The National Convening of the Andrew W. Mellon Undergraduate Curatorial Fellows was hosted by the Nelson-Atkins Museum of Art (NAMA) from July 26 to 28, 2016. Why is LACMA writing a piece about NAMA? Because the museum is one of our partners in launching the Andrew W. Mellon Undergraduate Curatorial Fellowship Program—an initiative, generously supported by The Andrew W. Mellon Foundation, that encourages museums to be more inclusive by mentoring students from historically underrepresented groups who are interested in becoming art museum curators. The five partner museums are the Art Institute of Chicago, High Museum of Art in Atlanta, LACMA, Museum of Fine Arts, Houston, and the Nelson-Atkins Museum of Art in Kansas City, Missouri. The three-day event was an opportunity for the first and second classes of fellows to spend time together—sharing details about their fellowship experiences, hearing from established or emerging art historians, expanding their network by meeting curators and other program staff from the partner museums, and exploring NAMA’s encyclopedic collection and Kansas City itself.

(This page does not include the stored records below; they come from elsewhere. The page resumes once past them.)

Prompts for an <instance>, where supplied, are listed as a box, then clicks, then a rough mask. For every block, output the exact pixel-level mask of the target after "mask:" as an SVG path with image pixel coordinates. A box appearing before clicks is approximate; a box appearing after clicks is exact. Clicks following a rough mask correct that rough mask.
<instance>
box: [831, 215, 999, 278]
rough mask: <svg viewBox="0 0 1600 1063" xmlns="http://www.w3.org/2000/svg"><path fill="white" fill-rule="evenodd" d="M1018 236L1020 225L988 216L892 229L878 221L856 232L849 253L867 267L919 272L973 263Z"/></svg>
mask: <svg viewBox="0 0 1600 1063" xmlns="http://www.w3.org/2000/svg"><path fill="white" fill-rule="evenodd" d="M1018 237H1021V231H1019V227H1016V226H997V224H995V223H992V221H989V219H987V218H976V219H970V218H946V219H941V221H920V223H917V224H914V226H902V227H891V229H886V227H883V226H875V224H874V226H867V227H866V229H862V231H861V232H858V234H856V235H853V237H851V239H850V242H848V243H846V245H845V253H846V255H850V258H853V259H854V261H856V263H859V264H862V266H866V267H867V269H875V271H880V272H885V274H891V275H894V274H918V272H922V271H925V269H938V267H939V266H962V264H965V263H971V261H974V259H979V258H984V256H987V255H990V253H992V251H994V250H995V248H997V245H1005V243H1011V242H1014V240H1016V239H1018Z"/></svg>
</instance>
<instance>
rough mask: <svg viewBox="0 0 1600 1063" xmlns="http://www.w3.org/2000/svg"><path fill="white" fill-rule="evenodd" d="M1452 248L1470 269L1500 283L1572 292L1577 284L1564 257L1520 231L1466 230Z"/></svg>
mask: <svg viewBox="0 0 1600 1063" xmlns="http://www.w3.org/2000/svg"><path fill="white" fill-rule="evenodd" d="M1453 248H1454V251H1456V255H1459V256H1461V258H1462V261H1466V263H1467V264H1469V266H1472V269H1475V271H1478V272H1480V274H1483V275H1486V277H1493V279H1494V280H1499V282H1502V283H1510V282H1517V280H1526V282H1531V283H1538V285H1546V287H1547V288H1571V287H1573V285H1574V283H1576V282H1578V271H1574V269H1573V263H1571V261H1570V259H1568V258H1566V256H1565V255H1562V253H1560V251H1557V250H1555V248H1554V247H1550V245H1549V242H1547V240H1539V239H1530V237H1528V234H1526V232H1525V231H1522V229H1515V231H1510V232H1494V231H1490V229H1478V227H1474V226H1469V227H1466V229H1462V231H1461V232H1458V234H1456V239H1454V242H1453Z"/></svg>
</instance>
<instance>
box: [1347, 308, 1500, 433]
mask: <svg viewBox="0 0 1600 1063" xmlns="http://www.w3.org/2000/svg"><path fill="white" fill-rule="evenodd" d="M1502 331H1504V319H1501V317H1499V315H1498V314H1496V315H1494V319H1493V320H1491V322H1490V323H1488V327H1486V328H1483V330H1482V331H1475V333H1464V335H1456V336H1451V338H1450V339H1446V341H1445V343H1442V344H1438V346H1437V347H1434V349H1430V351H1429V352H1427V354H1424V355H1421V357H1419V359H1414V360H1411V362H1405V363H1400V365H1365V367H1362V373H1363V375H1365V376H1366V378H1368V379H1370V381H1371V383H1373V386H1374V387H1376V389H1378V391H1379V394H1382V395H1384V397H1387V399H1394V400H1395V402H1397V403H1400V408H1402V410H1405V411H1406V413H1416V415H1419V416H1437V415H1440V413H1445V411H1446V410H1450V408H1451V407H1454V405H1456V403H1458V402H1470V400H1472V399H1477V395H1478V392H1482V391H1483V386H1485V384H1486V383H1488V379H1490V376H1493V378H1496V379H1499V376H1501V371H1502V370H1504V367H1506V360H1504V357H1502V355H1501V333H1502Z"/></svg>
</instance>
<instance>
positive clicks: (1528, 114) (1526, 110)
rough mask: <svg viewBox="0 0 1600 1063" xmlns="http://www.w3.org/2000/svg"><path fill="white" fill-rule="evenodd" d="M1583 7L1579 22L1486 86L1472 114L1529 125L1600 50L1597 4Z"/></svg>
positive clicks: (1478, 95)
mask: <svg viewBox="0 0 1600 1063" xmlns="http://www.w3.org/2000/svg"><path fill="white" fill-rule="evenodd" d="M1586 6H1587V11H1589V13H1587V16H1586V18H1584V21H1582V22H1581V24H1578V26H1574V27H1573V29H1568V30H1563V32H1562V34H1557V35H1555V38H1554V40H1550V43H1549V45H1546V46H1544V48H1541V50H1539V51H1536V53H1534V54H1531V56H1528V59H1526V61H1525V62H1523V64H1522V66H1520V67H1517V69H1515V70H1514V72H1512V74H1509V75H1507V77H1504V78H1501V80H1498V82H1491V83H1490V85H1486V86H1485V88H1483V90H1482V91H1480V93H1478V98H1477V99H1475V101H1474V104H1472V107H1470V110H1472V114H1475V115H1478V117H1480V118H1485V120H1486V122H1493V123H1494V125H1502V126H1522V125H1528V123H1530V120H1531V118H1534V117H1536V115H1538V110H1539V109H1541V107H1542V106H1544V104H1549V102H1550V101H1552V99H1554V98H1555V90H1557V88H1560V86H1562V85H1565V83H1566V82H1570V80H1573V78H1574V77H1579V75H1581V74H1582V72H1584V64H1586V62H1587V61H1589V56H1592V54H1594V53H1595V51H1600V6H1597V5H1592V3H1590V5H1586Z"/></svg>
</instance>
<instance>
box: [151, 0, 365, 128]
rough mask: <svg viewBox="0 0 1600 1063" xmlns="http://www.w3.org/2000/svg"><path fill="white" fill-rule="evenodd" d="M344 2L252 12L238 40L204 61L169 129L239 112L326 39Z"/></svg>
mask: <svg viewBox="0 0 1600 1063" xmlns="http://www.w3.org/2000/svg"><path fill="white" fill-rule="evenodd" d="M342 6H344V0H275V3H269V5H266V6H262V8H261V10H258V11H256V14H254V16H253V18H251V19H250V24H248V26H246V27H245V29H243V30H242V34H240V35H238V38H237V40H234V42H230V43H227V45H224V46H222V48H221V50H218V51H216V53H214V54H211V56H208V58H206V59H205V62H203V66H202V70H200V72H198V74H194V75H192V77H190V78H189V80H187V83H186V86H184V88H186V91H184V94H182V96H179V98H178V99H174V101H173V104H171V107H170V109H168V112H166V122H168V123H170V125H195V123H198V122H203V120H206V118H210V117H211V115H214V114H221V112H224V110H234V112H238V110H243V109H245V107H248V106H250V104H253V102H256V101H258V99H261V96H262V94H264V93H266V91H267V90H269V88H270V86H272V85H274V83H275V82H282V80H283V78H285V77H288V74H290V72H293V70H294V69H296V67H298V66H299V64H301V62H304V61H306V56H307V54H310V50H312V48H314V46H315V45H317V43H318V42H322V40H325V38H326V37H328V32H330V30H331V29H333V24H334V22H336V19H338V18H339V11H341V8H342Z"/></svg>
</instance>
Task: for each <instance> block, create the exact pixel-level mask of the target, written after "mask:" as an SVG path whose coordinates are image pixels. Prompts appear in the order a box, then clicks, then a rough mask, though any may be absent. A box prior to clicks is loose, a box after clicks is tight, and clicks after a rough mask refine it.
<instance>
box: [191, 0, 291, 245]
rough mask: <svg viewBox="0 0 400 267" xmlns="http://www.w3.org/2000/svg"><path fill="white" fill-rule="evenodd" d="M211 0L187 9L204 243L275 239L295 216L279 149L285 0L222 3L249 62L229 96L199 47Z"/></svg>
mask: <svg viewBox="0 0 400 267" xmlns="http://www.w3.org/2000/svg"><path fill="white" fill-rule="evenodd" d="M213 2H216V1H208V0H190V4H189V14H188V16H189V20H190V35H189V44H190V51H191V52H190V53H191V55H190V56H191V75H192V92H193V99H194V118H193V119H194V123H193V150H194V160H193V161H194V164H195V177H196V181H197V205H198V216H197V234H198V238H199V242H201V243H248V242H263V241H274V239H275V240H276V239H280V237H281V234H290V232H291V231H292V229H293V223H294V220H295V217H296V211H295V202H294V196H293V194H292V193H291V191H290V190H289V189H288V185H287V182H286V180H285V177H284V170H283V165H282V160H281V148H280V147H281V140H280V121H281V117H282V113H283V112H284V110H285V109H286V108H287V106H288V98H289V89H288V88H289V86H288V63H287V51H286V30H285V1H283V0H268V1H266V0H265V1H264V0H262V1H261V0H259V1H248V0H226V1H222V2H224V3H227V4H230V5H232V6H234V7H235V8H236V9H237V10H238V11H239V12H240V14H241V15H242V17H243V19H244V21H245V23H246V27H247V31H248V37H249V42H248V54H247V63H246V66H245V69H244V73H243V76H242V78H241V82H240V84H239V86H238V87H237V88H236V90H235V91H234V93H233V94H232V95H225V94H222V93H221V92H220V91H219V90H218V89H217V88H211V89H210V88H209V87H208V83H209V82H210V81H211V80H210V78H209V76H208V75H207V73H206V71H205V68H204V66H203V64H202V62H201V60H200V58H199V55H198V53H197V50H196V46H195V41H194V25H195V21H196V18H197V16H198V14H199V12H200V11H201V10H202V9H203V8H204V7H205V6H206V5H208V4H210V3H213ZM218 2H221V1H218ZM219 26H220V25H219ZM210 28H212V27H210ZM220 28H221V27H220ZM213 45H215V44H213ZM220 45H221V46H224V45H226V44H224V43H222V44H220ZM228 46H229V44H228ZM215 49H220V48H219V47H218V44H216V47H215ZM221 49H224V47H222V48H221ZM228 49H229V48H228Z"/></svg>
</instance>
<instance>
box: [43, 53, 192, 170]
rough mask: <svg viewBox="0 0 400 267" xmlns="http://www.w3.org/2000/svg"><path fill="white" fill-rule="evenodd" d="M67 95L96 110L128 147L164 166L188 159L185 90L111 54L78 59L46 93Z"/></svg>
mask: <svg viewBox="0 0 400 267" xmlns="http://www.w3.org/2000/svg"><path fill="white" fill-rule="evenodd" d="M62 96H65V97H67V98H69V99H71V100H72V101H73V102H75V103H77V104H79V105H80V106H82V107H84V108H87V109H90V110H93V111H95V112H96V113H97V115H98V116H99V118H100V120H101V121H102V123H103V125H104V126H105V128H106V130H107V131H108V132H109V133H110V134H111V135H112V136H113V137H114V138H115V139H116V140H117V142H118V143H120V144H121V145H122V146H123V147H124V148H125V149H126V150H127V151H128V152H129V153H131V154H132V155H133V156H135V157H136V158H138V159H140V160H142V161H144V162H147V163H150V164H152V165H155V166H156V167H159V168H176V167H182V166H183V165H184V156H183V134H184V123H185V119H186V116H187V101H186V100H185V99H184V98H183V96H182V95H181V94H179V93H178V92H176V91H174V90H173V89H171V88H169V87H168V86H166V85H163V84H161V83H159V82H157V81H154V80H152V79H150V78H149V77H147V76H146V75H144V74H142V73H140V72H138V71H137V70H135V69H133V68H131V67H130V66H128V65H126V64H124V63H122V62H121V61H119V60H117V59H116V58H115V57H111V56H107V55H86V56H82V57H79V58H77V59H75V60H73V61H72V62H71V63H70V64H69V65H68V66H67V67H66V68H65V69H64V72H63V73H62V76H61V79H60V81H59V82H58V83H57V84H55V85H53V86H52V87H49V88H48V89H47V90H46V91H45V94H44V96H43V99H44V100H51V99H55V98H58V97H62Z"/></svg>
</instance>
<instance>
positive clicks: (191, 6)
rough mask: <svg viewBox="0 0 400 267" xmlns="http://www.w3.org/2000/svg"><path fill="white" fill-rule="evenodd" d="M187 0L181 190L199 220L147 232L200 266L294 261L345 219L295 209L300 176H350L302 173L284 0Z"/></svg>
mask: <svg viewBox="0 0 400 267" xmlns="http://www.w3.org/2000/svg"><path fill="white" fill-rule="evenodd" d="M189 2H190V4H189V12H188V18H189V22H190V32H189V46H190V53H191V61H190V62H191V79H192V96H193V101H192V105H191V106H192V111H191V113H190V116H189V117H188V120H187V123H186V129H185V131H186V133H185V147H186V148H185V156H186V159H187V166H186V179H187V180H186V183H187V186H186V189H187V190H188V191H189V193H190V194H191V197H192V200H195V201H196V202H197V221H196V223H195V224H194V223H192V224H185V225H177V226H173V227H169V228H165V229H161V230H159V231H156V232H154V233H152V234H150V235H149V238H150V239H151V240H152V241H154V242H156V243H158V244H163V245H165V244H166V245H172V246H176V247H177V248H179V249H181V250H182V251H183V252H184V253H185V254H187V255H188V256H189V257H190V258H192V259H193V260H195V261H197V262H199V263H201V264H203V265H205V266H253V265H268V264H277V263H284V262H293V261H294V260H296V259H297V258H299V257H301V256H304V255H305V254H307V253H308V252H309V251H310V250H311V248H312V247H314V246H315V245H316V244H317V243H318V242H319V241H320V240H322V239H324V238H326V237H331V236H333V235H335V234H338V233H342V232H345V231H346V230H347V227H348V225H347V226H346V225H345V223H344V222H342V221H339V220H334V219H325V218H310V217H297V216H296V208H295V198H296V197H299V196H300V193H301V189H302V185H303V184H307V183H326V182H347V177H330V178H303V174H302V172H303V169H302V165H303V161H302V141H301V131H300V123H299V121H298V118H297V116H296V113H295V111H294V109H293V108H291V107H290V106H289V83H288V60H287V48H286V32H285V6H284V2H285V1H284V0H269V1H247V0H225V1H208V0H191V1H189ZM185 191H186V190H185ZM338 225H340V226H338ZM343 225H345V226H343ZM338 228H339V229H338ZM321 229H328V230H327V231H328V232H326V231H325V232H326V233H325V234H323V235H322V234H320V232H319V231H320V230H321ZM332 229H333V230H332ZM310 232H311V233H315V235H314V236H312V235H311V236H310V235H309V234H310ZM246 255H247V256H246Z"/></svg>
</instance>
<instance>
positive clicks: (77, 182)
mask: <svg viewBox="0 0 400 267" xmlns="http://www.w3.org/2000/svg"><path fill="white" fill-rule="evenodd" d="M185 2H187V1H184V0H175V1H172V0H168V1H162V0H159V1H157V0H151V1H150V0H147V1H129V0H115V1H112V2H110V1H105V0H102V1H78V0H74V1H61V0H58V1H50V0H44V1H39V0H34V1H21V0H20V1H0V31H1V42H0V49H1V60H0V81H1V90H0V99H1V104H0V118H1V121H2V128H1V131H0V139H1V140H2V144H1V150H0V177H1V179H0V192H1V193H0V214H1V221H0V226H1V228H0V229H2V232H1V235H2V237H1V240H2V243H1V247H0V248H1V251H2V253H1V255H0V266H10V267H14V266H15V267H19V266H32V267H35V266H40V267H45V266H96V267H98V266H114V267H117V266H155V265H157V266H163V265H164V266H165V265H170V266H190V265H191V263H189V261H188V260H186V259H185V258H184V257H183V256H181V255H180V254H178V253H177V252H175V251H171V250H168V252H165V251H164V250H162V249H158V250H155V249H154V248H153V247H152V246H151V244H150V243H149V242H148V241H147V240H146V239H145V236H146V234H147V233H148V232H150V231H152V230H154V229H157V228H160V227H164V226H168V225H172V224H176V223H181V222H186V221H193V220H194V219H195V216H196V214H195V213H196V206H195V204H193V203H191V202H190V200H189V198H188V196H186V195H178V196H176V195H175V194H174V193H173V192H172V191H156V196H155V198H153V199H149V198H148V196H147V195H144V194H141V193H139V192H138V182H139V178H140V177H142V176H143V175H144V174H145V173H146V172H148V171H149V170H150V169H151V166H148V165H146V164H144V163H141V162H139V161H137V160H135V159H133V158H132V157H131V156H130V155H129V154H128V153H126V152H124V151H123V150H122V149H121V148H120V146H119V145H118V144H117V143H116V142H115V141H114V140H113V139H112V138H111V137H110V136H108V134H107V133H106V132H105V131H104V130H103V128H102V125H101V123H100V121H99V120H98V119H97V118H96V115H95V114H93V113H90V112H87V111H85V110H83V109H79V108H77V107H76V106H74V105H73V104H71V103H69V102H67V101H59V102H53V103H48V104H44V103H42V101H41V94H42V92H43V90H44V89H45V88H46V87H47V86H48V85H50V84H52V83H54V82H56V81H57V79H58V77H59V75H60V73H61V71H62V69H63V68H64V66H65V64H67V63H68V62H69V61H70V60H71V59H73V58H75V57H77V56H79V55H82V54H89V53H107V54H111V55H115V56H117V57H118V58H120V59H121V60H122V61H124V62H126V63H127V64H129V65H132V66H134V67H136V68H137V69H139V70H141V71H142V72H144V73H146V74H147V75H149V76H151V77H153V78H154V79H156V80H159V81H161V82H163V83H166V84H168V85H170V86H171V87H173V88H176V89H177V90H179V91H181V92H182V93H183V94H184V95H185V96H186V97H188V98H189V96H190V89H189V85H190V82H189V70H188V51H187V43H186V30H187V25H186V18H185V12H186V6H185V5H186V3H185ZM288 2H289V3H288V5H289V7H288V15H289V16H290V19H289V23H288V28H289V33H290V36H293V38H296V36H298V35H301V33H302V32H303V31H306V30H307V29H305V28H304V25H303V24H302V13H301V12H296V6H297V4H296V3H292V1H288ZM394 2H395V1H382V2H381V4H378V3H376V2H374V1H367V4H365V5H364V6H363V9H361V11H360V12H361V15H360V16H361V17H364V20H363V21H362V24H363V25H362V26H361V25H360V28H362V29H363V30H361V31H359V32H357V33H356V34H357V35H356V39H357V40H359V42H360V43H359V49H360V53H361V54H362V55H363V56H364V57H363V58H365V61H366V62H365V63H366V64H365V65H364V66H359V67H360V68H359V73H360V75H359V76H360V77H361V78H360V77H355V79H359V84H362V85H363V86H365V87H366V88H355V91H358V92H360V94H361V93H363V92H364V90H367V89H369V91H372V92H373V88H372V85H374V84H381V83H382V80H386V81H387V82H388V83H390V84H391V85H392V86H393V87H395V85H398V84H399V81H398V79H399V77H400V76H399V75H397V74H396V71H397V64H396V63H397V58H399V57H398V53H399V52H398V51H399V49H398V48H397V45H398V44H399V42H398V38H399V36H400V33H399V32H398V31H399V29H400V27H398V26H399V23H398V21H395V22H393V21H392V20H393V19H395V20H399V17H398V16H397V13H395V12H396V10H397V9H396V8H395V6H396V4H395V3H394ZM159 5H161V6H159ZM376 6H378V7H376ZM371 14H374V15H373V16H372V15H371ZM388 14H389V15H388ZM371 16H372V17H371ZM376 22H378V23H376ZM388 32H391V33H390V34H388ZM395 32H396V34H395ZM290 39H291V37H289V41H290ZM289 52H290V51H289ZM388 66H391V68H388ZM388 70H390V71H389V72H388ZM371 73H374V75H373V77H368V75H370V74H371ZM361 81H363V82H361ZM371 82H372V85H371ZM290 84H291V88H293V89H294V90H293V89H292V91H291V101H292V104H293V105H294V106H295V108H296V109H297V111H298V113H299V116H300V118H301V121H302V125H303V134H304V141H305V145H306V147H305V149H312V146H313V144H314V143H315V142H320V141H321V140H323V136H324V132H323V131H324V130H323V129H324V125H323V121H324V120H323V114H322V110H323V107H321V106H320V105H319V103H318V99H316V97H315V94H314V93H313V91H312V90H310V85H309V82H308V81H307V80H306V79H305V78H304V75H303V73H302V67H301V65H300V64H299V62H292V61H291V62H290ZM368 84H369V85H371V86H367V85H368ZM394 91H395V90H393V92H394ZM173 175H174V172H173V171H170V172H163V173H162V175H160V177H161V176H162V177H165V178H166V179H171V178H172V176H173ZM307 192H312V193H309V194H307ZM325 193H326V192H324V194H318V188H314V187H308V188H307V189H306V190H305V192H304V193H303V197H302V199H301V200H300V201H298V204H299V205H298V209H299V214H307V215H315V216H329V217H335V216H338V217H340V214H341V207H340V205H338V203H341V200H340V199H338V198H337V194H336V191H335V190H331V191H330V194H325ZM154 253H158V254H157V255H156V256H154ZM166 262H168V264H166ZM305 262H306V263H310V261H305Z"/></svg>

During the event, the fellows made presentations about what they learned through their fellowship, or in the case of the NAMA fellows, gave tours of the galleries, highlighting their behind-the-scenes role at the museum. Mai Kolkailah, a fellow at the Museum of Fine Arts, Houston, discussed her translation project focused on an 8th century Qur’an manuscript. Isabel Vargas, a fellow at NAMA, took the group to a viewing room to look at The Dharmapala Paldan Lhamo, an 18th century Tibetan watercolor she’s been researching with her curatorial mentor, Kim Masteller, curator of south and southeast Asian art. One of LACMA’s fellows, Canan Cem, shared how she was able to witness the preparations for and installation of Reigning Men: Fashion in Menswear 1715–2015, with her curatorial mentor Sharon Takeda, senior curator and department head of the costume and textiles department. Although each fellowship is unique and experiences may vary from museum to museum, the presentations showcased how fellows are gaining similar knowledge and skills for their careers.
Two art historians met with the group: Dr. Nii Quarcoopome, co-chief curator, Detroit Institute of Arts, focused his discussion on Through African Eyes: the European in African Art, 1500 to Present, his 2010 exhibition, as well as his ongoing curatorial projects with colleagues across collection areas in the museum; and Isabella Lores-Chavez, a PhD candidate in art history at Columbia University, who shared professional development advice on navigating the academic requirements and museum experience necessary to become an emerging art museum curator.
Now, after the event, fellows have returned to their host museums, energized by what they heard and saw. The 2014–16 class of fellows has completed their two-year fellowships and are preparing their graduate school applications, gaining work experience, or completing their undergraduate studies. The 2015–17 class of fellows is beginning their second year of the fellowship—either continuing their mentorship in the same curatorial department as last year or switching to a new curatorial area.
In addition, we are pleased to welcome the 2016–18 class of fellows to the museums. This third class was not initially part of the original five-year pilot phase grant from The Andrew W. Mellon Foundation, and the partners are thrilled to have received subsequent support to host this new group of students. Next, we will conduct an evaluation with plans for program expansion. We hope the program will be a catalyst for change within the art museum community and wish to extend our gratitude to The Andrew W. Mellon Foundation for their generous support of this initiative.
The title of this post is a reference to Nii Quarcoopome's presentation at the 2016 National Convening, "Don't Be an Obstacle, Be a Catalyst: The Invention of the New Curator."